The strength of this study is its relatively large sample size. However, there are some limitations. First, even though the prevalence of hepatitis B infection in smokers is higher than in nonsmokers [56], we did determine the association of smoking with HBV because the health questionnaires did not contain information on cigarette smoking. Second, marital status, education level, and the family history of HBV are some major risk factors of HBV infection [57]. To follow the “Personal Information Protection Act“, the marital status and education level were not included in the blood donor registration form and therefore, these factors were not evaluated. The health questionnaire did not also have information on the family history of HBV. Third, it is reported that about 77% of HBsAg-positive individuals under 30 years were born to HBsAg-positive mothers [58]. However, our questionnaires did not contain information on participants’ mothers’ HBV status or vaccination history. Therefore, we could not determine what proportion of the donors were born to HBsAg-positive mothers. Lastly, we did not know exactly how many people were vaccinated from July 1986. However, it has been shown that at least 90% of children in Taiwan born after 1986 received vaccination at birth [59].

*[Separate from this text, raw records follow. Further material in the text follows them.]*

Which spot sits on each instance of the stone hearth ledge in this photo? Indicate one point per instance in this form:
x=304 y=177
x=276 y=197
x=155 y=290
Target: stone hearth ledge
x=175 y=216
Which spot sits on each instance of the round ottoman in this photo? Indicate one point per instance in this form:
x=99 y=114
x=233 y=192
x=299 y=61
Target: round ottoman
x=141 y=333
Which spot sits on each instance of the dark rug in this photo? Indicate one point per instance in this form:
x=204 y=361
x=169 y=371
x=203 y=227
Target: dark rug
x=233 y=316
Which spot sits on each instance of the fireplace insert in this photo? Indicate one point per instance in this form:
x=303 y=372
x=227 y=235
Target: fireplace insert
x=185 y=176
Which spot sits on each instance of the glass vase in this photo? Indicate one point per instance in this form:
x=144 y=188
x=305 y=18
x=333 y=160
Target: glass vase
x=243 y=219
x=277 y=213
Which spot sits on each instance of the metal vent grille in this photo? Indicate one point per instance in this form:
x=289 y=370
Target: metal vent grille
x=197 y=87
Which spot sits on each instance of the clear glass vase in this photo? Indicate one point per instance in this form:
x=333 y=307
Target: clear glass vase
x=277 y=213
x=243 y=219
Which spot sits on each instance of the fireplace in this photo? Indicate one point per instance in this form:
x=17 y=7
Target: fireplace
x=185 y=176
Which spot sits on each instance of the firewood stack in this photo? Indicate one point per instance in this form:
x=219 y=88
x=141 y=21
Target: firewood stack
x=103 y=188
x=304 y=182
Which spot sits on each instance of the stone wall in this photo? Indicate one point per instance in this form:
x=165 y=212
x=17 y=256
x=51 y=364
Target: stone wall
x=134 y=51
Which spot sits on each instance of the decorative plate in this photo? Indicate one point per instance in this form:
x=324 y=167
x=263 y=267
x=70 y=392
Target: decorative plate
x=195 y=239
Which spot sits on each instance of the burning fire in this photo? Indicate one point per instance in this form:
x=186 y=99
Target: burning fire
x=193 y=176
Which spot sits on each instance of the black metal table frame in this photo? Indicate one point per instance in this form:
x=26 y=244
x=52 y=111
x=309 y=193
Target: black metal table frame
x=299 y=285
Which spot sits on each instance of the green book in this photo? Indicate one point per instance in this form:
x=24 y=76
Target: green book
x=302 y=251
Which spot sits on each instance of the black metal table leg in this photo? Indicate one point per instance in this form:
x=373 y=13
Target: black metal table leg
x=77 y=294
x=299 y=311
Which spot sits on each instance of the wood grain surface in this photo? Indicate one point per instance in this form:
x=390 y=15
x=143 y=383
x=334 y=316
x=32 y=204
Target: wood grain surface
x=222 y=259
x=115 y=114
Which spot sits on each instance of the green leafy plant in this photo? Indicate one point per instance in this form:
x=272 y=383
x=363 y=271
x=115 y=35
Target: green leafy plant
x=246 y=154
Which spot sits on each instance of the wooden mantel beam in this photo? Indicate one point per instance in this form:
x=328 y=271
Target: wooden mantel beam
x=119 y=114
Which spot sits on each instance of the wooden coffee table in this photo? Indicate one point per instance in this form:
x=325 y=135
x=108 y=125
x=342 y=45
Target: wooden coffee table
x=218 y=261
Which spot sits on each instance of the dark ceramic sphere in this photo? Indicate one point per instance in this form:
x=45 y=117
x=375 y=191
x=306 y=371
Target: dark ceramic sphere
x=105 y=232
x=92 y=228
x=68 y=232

In conclusion, the prevalence of HBV among first-time blood donors decreased from 4.2% before the July 1986 HBV vaccination program to 0.25% after the program, suggesting that more first-time blood donors could be eligible for subsequent blood donations. The risk of HBV was lower among those who were born after compared to those who were born before July 1986. In both cohorts, the risk was high in men relative to women. The protective effect among those born after July 1986 was higher in women than men. Age ≥ 30 years, BMI ≥ 24 kg/m², living in the eastern part of the country, and occupations other than students were associated with a higher risk of HBV. To avoid HBV infection, the population should be educated on the importance of taking appropriate preventive measures especially vaccination.